4) Biopsies of multiple lesions within the same organ or anatomic site. For example, if multiple biopsies of the liver are performed, regardless of how many lesions are biopsied, only one liver biopsy is coded and billed. If a significant amount of work was done, however we would consider appending the report with modifier-22 for "unusual procedural services." This would also be the case with the right or left lung. This, however, would, not be the case for breast lesion biopsies where biopsies of different lesions should be coded and billed separately.
5) Multiple angioplasties performed in dialysis access maintenance procedures. This is often times incorrectly coded to the detriment of the practice. The fistula is considered one vessel up to the axillary vein and should be coded ad G0393/75978 and if another angioplasty is performed outside the fistula it should be coded as 35476-59/75878-59.
6) Missing the coding of follow up injections post embolization procedures. When you perform follow up post embolization studies, are you certain these are all dictated, coded and billed? Is it coded correctly if done extracranial vs. intracranial?
7) Missing the coding of vascular ultrasound when performed in procedures other than central line placement. When utilizing vascular ultrasound for U/S guidance and stating that permanent record of the image was maintained so that it can be billed and you can get paid for the work done?
These are just a few areas where we identify lost revenue and bring it to the attention of the performing physicians with whom we work.
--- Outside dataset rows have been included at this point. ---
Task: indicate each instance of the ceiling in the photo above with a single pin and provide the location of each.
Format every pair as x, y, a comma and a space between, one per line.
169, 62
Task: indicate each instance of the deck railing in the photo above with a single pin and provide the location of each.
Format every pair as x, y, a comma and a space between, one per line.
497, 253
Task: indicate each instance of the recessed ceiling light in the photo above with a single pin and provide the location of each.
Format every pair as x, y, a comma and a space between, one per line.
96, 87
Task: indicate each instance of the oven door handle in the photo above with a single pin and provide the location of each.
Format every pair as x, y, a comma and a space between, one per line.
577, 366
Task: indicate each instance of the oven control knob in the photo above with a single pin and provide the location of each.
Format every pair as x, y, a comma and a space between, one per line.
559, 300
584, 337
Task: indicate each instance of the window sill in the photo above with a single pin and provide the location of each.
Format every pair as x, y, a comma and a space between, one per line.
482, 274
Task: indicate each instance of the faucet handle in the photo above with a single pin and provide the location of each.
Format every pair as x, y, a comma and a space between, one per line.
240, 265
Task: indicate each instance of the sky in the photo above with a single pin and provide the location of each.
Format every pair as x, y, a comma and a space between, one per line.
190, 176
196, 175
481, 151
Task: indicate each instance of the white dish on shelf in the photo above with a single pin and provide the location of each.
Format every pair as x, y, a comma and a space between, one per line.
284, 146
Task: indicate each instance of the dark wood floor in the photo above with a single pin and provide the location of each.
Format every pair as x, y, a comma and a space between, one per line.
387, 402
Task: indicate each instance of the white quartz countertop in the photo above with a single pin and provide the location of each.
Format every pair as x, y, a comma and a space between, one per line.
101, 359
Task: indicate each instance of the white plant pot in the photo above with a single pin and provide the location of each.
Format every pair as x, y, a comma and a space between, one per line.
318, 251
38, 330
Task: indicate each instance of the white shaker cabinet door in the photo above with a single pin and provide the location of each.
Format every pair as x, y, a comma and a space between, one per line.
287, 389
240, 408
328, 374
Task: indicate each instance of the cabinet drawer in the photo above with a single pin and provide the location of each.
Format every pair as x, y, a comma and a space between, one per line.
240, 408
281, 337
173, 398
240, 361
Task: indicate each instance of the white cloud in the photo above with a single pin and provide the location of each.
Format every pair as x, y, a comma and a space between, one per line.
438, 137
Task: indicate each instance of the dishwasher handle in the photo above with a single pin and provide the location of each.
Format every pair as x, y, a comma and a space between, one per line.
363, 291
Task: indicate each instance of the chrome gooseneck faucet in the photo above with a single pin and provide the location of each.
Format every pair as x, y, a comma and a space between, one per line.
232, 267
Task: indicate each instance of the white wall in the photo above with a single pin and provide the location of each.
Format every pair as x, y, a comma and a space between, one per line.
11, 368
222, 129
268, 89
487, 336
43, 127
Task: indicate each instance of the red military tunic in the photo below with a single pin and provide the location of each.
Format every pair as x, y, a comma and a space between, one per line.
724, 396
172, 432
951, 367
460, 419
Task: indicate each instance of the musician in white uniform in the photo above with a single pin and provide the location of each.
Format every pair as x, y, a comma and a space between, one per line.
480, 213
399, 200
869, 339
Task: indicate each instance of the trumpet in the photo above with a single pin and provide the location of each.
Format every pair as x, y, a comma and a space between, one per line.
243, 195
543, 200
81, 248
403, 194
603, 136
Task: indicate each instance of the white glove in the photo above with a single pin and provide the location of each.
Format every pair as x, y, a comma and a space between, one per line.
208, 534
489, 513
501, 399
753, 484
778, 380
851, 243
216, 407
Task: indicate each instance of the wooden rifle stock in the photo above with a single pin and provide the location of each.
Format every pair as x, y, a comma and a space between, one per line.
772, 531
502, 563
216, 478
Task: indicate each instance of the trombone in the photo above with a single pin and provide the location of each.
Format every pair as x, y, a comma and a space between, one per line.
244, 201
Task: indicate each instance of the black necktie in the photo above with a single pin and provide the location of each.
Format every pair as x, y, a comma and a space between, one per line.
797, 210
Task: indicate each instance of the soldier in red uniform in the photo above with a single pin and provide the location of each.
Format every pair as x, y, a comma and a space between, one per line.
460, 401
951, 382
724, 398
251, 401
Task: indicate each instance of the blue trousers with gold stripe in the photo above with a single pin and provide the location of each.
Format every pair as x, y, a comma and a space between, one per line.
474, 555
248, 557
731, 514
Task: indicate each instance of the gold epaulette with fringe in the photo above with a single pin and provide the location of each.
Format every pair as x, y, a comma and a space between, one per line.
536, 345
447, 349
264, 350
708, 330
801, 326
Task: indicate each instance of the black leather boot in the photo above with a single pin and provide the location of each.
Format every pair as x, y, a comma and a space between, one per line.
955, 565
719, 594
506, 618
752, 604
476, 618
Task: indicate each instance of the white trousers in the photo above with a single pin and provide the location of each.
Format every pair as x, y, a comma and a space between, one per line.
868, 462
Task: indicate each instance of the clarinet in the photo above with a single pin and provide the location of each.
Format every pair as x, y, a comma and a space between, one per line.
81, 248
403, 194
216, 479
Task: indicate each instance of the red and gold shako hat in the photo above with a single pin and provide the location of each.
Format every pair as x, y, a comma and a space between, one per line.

Do you have an astute CPA like the Subway franchisee that can bring lost revenue to your attention? Are you receiving dictation feedback and being asked to add the appropriate addendums to reports so that you can collect what you have rightfully earned? These are questions you should ask of your billing personnel or agency because if not, you may be behind your peers who may be collecting more of what they have earned and as a result, being more highly compensated.